For this LDR we will be using the red light detection system from the Colliroid project. In this scheme the production of SmtA which affects the resistivity is placed under the control of the OmpF upstream promoter (BBa_R0084). Through the addition of a genetic invertor circuit we hope this part will form a system system where this promoter is repressed in the dark and has increased transcription under (red) light. This would the device to mimic the behaviour of a traditional electronic LDR whereby resistance is decreased in the light and increased in the dark.
We have also designed a blue light sensitive LDR using FixJ and YF1.
Usage and Biology
The OmpF promoter is repressed by phosphorylated OmpR, OmpR-P. In normal conditions the E. coli cell contains free OmpR which can be phosphorylated by expression of a protein with an EnvZ domain. One such protein is the fusion protein, Cph8 (BBa_I15010).
In order for the light responsive domain of the fusion protein cph8 to sense red light the formation of a chromophore is required this is done by the production of two proteins, ho1 and PcyA together with the cph8. In our system these will be constitutively expressed to create the red light sensor.

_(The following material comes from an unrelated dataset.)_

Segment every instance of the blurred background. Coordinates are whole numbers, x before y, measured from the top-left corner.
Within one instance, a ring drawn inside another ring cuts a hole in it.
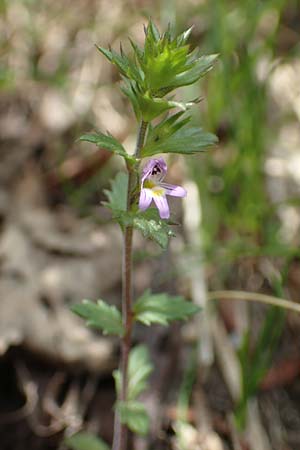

In the dark the fusion protein, Cph8 phosphorylates OmpR and thereby prevents SmtA production as the OmpF promoter is repressed. This increases resistance. In the light, the light responsive domain Cph1 inhibits the activity of the EnvZ is prevented from phosphorylating OmpR and therefore allows SmtA production and decreased resistance.
Through the addition of a basic genetic inverter circuit it would be possible to swap this behaviour so that the resistance decreases in the dark and increases in the light depending on the desired behaviour of your system.
Please note that this will only work in E. coli which are naturally deficient in EnvZ.